This column contains data in many different formats:

* Some years are in parentheses.
* Some years have c. or C. before them, indicating that the year is approximate.
* Some have year ranges, indicated with a dash.
* Some have 's to indicate a decade.

In [22]:
# make list of special characters in strings
bad_chars=['(',')','s','c','C','.',' ',"'"]

In [23]:
# define function to remove bad chars from string

def strip_char(string):
    for char in bad_chars:
        string=string.replace(char,'')
    return string

In [24]:
# Clean 'Date' column

for row in moma:
    row[6]=strip_char(row[6])

In [25]:
# print 'Date' column values to inspect

for row in moma[:10]:
    print(row[6])

1986
1978
1889-1911
1927-1940
1903
1957
1924
1978-1983
2001
1941


# 8. Parsing Numbers from Complex Strings, Part Two

There are two different scenarios that we need to cater for when converting these to integers:

* Some are a single year, e.g. 1912.
* Some are ranges of years, e.g. 1913-1923.
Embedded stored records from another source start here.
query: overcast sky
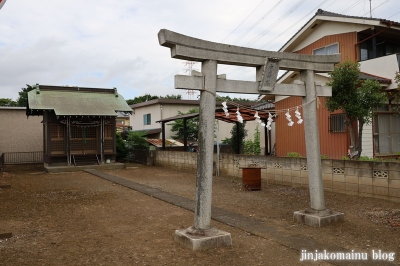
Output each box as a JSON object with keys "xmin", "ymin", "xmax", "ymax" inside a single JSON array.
[{"xmin": 0, "ymin": 0, "xmax": 400, "ymax": 100}]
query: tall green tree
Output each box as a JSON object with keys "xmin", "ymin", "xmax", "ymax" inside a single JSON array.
[
  {"xmin": 326, "ymin": 60, "xmax": 387, "ymax": 159},
  {"xmin": 0, "ymin": 98, "xmax": 18, "ymax": 106},
  {"xmin": 388, "ymin": 71, "xmax": 400, "ymax": 113},
  {"xmin": 253, "ymin": 126, "xmax": 261, "ymax": 155},
  {"xmin": 222, "ymin": 122, "xmax": 247, "ymax": 154},
  {"xmin": 168, "ymin": 108, "xmax": 199, "ymax": 141},
  {"xmin": 126, "ymin": 131, "xmax": 149, "ymax": 151},
  {"xmin": 17, "ymin": 84, "xmax": 38, "ymax": 107}
]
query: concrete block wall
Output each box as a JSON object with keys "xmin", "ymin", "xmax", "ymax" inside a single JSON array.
[
  {"xmin": 155, "ymin": 151, "xmax": 400, "ymax": 202},
  {"xmin": 0, "ymin": 107, "xmax": 43, "ymax": 155}
]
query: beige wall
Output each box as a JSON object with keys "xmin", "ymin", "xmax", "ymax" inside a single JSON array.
[
  {"xmin": 155, "ymin": 150, "xmax": 400, "ymax": 202},
  {"xmin": 0, "ymin": 107, "xmax": 43, "ymax": 154}
]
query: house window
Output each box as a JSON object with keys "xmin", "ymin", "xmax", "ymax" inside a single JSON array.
[
  {"xmin": 313, "ymin": 43, "xmax": 339, "ymax": 55},
  {"xmin": 329, "ymin": 114, "xmax": 346, "ymax": 133},
  {"xmin": 374, "ymin": 111, "xmax": 400, "ymax": 155},
  {"xmin": 143, "ymin": 114, "xmax": 151, "ymax": 125}
]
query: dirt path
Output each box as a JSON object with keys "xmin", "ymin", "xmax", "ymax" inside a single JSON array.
[{"xmin": 0, "ymin": 165, "xmax": 400, "ymax": 265}]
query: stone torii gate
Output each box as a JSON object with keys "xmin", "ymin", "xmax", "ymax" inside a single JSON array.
[{"xmin": 158, "ymin": 29, "xmax": 343, "ymax": 250}]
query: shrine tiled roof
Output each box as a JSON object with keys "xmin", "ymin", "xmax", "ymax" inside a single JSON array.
[{"xmin": 26, "ymin": 85, "xmax": 132, "ymax": 116}]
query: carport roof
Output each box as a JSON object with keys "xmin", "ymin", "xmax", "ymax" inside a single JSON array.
[{"xmin": 156, "ymin": 102, "xmax": 275, "ymax": 123}]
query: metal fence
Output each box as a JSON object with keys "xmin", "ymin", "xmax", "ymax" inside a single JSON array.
[
  {"xmin": 0, "ymin": 151, "xmax": 43, "ymax": 166},
  {"xmin": 128, "ymin": 149, "xmax": 149, "ymax": 164}
]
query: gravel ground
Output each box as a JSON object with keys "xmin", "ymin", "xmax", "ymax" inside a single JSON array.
[{"xmin": 0, "ymin": 164, "xmax": 400, "ymax": 265}]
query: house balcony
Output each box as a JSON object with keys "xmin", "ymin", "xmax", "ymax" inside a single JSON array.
[{"xmin": 359, "ymin": 54, "xmax": 400, "ymax": 90}]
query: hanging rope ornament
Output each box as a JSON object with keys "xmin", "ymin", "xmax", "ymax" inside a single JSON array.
[
  {"xmin": 236, "ymin": 106, "xmax": 243, "ymax": 124},
  {"xmin": 285, "ymin": 109, "xmax": 294, "ymax": 127},
  {"xmin": 254, "ymin": 111, "xmax": 261, "ymax": 124},
  {"xmin": 265, "ymin": 112, "xmax": 273, "ymax": 131},
  {"xmin": 294, "ymin": 106, "xmax": 303, "ymax": 125},
  {"xmin": 222, "ymin": 102, "xmax": 229, "ymax": 117}
]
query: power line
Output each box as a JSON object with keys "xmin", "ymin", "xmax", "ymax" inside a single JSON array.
[
  {"xmin": 246, "ymin": 0, "xmax": 307, "ymax": 45},
  {"xmin": 340, "ymin": 0, "xmax": 363, "ymax": 14},
  {"xmin": 261, "ymin": 0, "xmax": 337, "ymax": 49},
  {"xmin": 221, "ymin": 0, "xmax": 264, "ymax": 42},
  {"xmin": 363, "ymin": 0, "xmax": 389, "ymax": 17},
  {"xmin": 230, "ymin": 0, "xmax": 284, "ymax": 44}
]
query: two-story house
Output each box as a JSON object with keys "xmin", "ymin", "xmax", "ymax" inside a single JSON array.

When you encounter data like this, you need to make decisions on how you'll proceed. One option might be to discard all approximate years so we know that our calculations are exact. Because we're calculating an artist's age, approximate data is fine — the difference between an artist being 42 and 44 years old, for instance, is more nuanced than we need.

Here are the ways we'll treat the various cases:

* Where there is a single year, we'll keep it.
* Where there is a year range, we'll average the two years.

 For this, we'll use the str.split() method. This method is used to split a string into a list of strings

In [26]:
# define function to calculate average of range years and convert to int
def process_data(date):
    if '-' in date:
        date_1,date_2=date.split('-')
        date=round((int(date_1)+int(date_2))/2)
    else:
        date=int(date)
    return date

In [27]:
# store cleaned values
for row in moma:
    row[6]=process_data(row[6])

In [29]:
# print few values to inspect
for row in moma[:15]:
    print(row[6])

1986
1978
1900
1934
1903
1957
1924
1980
2001
1941
1950
1963
1910
1934
1997


In this mission, we learned how to:

* Remove unwanted characters to "clean" data stored as strings.
* Make data more uniform by replacing characters and modifying the case.
* Handle errors during data cleaning.
* Parse and clean complex strings.